Seuls 2,4 % des financements mondiaux contre le changement climatique sont destinés à soutenir des activités en faveur des enfants, ce qui équivaut à une moyenne d’environ 71 millions de dollars par an. Il s’agit d’une contradiction frappante. Le financement climatique et les actions qui négligent l’exposition et la vulnérabilité spécifiques des enfants affaiblissent l’efficacité des mesures de réponse au changement climatique et risquent de contribuer à des conséquences sociales néfastes, à un approfondissement des inégalités et à l’instabilité politique. « Il est clair que les plus jeunes membres de la société africaine subissent le plus gros des effets néfastes du changement climatique. Nous devons concentrer davantage le financement sur ce groupe, afin qu’il soit équipé pour faire face à toute une vie de perturbations induites par le climat », a souligné Lieke van de Wiel, directrice adjointe de l’Unicef pour la région de l’Afrique orientale et australe.
Cinq séries d’actions
Enfin, le rapport vise à présenter des interventions et des solutions spécifiques qui, principalement grâce à l’adaptation et au renforcement de la résilience, se sont révélées des outils efficaces pour atténuer l’impact immédiat et attendu du changement climatique sur les enfants, leurs familles et les communautés, en particulier les plus vulnérables et marginalisés.

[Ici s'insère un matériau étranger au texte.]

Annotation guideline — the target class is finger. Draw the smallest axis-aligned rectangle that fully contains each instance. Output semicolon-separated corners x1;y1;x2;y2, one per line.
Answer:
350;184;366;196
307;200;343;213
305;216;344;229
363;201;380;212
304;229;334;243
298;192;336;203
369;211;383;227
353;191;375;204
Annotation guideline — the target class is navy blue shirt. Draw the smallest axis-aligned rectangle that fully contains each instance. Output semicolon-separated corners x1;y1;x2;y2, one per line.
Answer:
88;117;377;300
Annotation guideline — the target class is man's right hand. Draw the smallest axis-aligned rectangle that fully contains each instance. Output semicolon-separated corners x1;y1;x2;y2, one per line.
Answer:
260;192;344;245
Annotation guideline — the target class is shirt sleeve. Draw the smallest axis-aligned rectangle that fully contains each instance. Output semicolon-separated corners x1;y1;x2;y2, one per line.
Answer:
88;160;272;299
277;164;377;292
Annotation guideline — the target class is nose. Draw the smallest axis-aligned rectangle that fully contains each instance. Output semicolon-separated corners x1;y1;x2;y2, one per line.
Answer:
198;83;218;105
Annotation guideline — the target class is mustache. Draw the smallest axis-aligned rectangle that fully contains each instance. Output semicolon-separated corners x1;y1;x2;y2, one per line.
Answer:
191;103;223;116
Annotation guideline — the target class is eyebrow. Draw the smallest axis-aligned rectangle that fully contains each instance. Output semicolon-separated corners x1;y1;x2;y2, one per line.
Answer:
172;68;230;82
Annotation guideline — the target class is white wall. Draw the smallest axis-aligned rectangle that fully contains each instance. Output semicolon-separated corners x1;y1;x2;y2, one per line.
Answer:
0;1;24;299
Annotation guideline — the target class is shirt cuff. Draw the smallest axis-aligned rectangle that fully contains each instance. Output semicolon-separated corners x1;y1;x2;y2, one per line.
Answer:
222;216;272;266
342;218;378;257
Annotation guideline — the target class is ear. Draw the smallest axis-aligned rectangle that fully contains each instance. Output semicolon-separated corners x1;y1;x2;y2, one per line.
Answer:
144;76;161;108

Les institutions gouvernementales et intergouvernementales, les entreprises et autres parties prenantes ont l’obligation d’agir rapidement et de manière décisive. Le rapport appelle les parties prenantes concernées à donner la priorité à cinq séries d’actions-clés : renforcer la résilience climatique des systèmes de services essentiels pour protéger les enfants et les communautés ; allouer davantage de financements nationaux et internationaux aux programmes climatiques adaptés aux enfants ; doter les enfants d’une éducation climatique et de compétences vertes ; impliquer les enfants dans les processus de prise de décision et réduire les émissions de carbone à l’échelle mondiale. « Ne pas agir maintenant non seulement exacerbe les risques immédiats, mais également menace la résilience à long terme et contribue aux inégalités sociales et à l’instabilité politique », conclut le rapport.
Qu’est-ce que le CCRI ?
Développé par l’Unicef, l’Indice mondial de risque climatique pour les enfants (CCRI) mesure à la fois la susceptibilité immédiate et la résilience à long terme des enfants. Il vise à fournir une mesure synthétique des risques uniques et accrus auxquels les enfants sont confrontés en raison des effets du changement climatique. L’indice prend en compte des facteurs tels que l’exposition des enfants aux dangers et leurs capacités d’adaptation, et intègre des indicateurs de deux piliers : l’un mesurant l’exposition des enfants aux risques environnementaux et l’autre évaluant leur vulnérabilité à de telles menaces.